It would be good to have monitoring dashboards for our beta cluster maps instance(s) similar to the ones in production.
Copying over related discussion from T172090:
In T172090#4494874, @Jhernandez wrote:Should we connect the test servers to a dashboard like the production one where we could see stats for tile generation rates, etc? (excuse me if it is already somewhere, couldn't find it). Seems like it could be a good idea to check on the servers before rolling to production when we make changes.
In T172090#4510031, @Jhernandez wrote:There is some info here, not very friendly tho: https://wikitech.wikimedia.org/wiki/Grafana.wikimedia.org
If you go to https://grafana.wikimedia.org/ and you log in (click wikimedia logo top left, and login with ldap credentials):
Once logged in click on the Home button top left:
You will see a "New dashboard" button:
There you get a GUI where you can add panels with different types of graphs and new rows to the dashboard. Whenever I've looked into it I've explored more than followed any tutorial.

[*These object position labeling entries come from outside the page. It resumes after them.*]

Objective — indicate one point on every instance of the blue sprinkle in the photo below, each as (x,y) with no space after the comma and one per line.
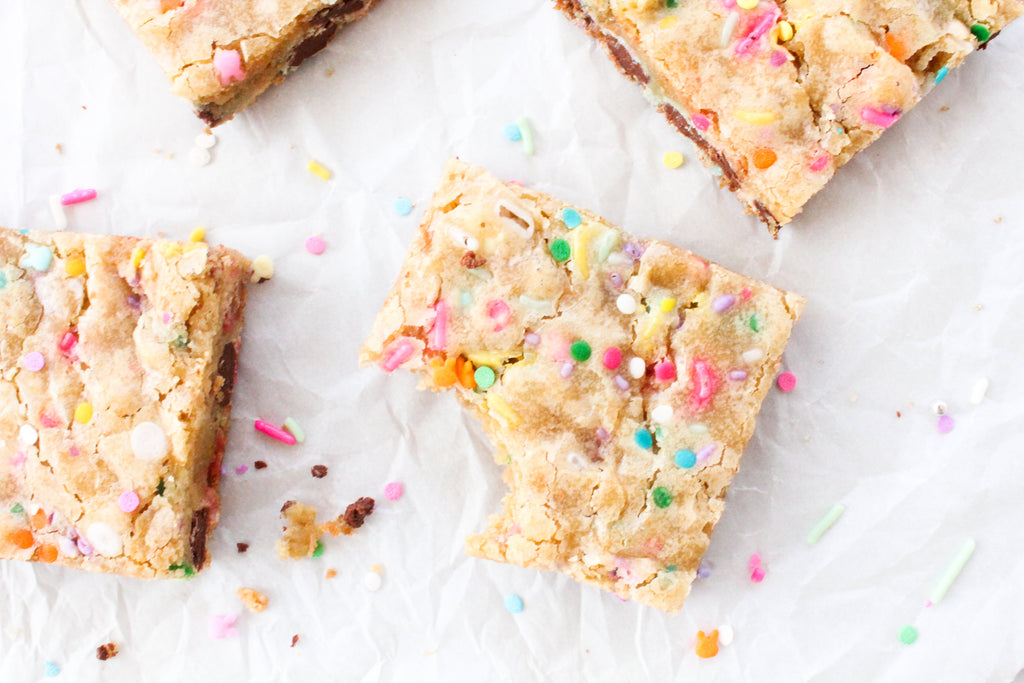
(686,459)
(402,207)
(571,218)
(513,603)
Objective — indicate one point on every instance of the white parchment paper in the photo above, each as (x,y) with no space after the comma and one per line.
(912,262)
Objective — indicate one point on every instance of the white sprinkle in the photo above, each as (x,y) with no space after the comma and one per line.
(753,355)
(28,435)
(200,157)
(662,415)
(979,390)
(148,441)
(104,540)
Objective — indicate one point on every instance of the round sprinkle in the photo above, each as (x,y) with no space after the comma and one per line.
(128,501)
(663,497)
(672,160)
(34,361)
(945,424)
(392,491)
(580,350)
(484,377)
(402,207)
(571,217)
(686,459)
(315,245)
(513,603)
(612,357)
(786,381)
(560,250)
(148,441)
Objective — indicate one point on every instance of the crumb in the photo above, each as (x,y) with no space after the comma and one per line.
(104,652)
(253,599)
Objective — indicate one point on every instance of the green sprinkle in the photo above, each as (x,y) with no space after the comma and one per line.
(560,250)
(484,377)
(580,350)
(907,635)
(663,497)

Once done, remember to save your dashboard:
For the name prefix it with "Maps" so that it shows grouped with the other ones in the big list.

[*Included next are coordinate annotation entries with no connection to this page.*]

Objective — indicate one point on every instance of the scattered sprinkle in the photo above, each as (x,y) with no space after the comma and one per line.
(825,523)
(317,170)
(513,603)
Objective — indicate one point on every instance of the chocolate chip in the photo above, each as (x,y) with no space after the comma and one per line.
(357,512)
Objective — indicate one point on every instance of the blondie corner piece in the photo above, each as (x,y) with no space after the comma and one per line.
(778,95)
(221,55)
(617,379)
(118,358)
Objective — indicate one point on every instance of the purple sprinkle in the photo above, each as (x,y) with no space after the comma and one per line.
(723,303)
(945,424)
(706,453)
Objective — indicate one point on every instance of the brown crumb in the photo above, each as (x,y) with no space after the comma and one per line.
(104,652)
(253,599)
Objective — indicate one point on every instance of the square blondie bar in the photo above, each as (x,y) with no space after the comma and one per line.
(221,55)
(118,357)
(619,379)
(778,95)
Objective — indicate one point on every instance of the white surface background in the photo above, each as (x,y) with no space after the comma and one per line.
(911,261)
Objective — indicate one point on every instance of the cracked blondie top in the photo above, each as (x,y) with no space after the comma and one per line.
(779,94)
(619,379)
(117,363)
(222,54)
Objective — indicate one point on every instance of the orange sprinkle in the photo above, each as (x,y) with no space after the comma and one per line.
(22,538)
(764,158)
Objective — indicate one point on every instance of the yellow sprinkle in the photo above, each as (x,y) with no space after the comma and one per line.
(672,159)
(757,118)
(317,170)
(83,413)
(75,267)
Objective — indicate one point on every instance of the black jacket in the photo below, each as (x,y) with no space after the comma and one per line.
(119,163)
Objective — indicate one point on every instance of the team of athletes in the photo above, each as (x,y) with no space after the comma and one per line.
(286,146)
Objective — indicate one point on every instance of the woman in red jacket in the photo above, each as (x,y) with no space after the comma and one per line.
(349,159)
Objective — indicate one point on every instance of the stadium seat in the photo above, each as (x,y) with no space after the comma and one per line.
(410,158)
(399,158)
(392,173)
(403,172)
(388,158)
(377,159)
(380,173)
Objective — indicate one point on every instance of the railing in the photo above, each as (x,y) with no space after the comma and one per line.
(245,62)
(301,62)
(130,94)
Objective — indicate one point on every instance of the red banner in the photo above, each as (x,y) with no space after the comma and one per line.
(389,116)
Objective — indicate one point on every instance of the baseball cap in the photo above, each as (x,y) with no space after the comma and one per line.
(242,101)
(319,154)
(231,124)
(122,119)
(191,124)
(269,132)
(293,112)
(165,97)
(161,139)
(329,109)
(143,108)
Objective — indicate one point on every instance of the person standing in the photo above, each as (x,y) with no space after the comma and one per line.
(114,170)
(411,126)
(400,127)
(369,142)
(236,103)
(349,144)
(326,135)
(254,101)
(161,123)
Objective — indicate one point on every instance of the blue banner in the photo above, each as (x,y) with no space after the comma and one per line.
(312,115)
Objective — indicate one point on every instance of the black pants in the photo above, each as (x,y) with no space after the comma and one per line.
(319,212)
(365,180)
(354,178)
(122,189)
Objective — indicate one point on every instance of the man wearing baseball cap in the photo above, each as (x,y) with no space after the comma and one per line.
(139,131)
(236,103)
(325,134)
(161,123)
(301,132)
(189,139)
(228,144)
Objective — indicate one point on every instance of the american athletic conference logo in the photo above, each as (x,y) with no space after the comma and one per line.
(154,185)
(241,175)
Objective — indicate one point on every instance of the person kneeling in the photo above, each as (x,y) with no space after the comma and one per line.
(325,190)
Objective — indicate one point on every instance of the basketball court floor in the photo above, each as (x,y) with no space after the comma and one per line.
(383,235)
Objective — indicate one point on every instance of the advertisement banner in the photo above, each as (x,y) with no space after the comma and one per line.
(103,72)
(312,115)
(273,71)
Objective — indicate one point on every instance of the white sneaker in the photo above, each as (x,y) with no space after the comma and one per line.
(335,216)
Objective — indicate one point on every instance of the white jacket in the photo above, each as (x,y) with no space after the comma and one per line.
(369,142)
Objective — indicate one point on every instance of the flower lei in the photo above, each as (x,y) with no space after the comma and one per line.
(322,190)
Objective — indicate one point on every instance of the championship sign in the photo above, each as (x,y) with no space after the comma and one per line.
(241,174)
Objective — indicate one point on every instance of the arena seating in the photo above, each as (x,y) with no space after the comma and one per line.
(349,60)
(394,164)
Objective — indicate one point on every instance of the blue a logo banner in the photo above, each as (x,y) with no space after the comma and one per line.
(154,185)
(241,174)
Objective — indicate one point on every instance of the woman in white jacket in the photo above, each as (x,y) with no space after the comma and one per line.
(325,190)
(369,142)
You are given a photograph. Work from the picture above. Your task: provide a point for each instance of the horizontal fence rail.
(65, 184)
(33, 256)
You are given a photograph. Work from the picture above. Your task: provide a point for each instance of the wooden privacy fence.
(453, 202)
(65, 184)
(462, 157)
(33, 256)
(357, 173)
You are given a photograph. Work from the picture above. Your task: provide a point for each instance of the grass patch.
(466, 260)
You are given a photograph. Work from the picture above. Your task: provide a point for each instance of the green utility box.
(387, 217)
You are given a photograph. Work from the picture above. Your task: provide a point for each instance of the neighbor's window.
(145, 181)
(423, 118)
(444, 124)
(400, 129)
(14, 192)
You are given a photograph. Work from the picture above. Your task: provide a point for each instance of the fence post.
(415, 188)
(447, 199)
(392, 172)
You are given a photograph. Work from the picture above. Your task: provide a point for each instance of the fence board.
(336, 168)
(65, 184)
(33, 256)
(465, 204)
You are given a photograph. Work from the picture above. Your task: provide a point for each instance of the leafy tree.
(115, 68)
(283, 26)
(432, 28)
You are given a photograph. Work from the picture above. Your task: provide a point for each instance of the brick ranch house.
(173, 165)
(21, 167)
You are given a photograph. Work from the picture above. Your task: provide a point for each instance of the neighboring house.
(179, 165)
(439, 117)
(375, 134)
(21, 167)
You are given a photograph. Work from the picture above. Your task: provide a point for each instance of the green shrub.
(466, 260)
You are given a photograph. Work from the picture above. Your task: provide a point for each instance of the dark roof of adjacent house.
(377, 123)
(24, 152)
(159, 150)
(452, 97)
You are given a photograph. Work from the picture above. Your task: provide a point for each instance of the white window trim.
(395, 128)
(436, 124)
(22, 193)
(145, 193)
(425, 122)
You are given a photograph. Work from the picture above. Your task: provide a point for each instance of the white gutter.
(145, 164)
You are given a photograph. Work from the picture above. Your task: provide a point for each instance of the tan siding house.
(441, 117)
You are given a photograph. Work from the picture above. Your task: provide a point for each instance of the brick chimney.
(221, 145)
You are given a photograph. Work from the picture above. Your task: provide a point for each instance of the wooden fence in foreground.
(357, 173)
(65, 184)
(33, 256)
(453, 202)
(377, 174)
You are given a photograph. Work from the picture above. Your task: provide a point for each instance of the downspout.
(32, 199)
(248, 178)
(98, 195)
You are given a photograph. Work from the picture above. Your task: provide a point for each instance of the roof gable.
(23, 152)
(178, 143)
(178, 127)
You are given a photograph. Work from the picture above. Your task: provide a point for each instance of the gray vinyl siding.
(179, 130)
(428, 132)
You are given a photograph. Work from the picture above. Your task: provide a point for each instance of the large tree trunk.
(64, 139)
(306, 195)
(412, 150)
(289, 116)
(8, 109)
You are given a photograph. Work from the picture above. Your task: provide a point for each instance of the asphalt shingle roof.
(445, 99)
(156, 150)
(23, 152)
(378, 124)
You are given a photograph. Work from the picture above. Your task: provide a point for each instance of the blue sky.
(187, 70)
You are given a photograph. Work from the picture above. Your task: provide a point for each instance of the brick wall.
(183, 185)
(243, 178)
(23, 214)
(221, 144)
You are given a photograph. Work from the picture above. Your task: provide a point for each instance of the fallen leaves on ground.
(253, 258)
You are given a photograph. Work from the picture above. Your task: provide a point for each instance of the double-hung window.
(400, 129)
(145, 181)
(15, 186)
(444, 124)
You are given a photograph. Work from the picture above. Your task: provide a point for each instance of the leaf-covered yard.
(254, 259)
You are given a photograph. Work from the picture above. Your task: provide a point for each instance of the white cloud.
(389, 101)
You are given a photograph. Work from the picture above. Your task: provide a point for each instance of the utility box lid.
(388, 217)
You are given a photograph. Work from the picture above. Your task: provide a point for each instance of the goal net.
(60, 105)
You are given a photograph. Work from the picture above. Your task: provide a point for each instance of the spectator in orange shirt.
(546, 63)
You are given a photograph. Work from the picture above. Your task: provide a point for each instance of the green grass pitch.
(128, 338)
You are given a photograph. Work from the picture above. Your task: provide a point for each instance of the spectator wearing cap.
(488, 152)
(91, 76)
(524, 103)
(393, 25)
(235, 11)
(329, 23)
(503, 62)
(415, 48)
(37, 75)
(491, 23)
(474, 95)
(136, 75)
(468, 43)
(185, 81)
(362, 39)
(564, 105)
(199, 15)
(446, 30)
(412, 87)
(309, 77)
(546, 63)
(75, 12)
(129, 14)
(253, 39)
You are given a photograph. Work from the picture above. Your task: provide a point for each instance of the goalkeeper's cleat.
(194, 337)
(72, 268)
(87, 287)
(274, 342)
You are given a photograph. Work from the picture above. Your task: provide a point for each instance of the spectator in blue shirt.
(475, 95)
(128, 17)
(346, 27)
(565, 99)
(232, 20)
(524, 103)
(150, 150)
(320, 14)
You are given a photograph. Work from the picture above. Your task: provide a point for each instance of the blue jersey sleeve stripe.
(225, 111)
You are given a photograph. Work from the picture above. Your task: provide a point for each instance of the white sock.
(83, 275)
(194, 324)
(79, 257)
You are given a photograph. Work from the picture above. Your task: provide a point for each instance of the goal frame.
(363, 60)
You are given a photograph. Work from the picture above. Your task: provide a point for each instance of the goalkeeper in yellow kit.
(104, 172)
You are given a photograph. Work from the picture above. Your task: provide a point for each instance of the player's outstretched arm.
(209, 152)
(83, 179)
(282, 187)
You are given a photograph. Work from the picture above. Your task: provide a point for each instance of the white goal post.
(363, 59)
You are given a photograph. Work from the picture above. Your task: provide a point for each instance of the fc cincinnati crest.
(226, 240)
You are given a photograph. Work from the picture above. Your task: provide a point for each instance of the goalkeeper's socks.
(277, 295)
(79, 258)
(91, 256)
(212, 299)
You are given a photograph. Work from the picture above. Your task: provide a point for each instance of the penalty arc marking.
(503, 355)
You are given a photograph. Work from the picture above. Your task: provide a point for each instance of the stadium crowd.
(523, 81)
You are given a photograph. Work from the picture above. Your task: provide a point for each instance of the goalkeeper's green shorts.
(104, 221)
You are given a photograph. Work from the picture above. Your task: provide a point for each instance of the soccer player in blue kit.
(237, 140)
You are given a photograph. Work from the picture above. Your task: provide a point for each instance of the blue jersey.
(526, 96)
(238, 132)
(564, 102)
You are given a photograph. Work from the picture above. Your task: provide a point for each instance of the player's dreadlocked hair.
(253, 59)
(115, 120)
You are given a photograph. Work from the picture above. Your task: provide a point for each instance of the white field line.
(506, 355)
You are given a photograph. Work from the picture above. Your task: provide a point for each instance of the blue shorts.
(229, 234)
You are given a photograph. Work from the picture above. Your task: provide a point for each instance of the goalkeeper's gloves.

One thing I've done too before is look at how an existing dashboard is made. For example if you go to the Maps performance one, you can poke the panels and edit them to see how they are configured. For that click on the title of the pane and a submenu appears, then you can click "Edit"

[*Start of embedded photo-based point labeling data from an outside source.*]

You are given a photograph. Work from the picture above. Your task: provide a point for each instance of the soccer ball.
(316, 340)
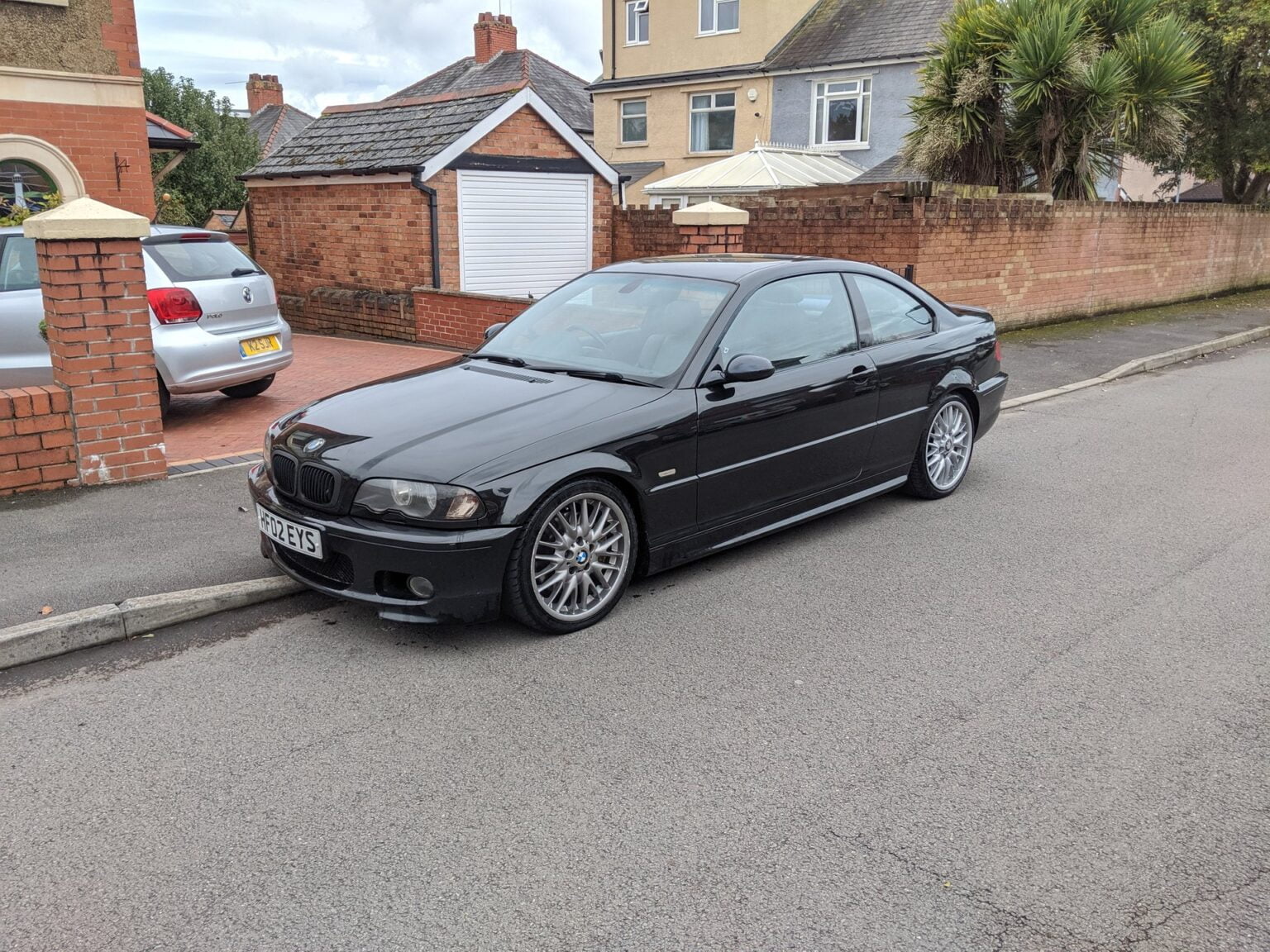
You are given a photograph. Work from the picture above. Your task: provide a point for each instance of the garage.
(523, 232)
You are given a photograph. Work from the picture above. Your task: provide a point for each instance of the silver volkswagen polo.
(213, 315)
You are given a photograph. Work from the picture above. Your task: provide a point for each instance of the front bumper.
(369, 561)
(990, 395)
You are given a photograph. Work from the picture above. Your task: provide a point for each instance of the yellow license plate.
(253, 347)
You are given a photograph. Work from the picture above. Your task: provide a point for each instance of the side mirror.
(747, 367)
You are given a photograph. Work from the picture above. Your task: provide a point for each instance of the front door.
(24, 359)
(804, 429)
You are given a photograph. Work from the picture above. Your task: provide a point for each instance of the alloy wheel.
(948, 445)
(580, 558)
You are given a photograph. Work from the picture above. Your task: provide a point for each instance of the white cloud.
(345, 51)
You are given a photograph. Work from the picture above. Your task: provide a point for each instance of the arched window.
(23, 184)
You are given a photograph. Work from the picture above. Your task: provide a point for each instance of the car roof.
(154, 230)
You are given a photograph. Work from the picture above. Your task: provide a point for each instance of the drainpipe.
(417, 180)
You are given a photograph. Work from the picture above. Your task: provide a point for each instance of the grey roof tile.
(391, 137)
(840, 32)
(563, 92)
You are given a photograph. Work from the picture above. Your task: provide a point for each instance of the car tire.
(246, 390)
(944, 455)
(583, 539)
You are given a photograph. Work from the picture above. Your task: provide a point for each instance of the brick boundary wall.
(460, 319)
(36, 440)
(99, 340)
(1026, 260)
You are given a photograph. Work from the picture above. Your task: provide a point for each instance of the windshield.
(642, 326)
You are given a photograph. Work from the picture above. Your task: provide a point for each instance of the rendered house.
(691, 82)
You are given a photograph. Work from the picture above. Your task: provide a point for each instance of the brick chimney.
(262, 92)
(494, 35)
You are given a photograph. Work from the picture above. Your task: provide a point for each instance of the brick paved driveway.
(211, 426)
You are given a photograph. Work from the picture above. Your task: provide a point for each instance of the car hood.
(440, 423)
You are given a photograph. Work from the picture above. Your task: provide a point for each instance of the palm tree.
(1049, 94)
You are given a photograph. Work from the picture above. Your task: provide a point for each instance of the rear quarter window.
(201, 260)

Then you will see the graph fullscreen and the configuration with the queries at the bottom. Feel free to poke around and change things, there is autocomplete and it is quite approachable:
NOTE: Don't save your changes if you are just poking around!Another option is to clone a dashboard, which could be useful for what we are doing which is mirror the dashboard but with the test environment. For that click on the settings icon and then "Save as":
Then you can make the appropriate changes after cloning it.
Regarding the data sources, we'll need to check that the deployment is configured to log to the appropriate statsd/graphite (more general info here, there seems to be a beta cluster graphite instance so maybe we should use that). I'm not sure exactly how we proceed here, depends on how things are logged and configured.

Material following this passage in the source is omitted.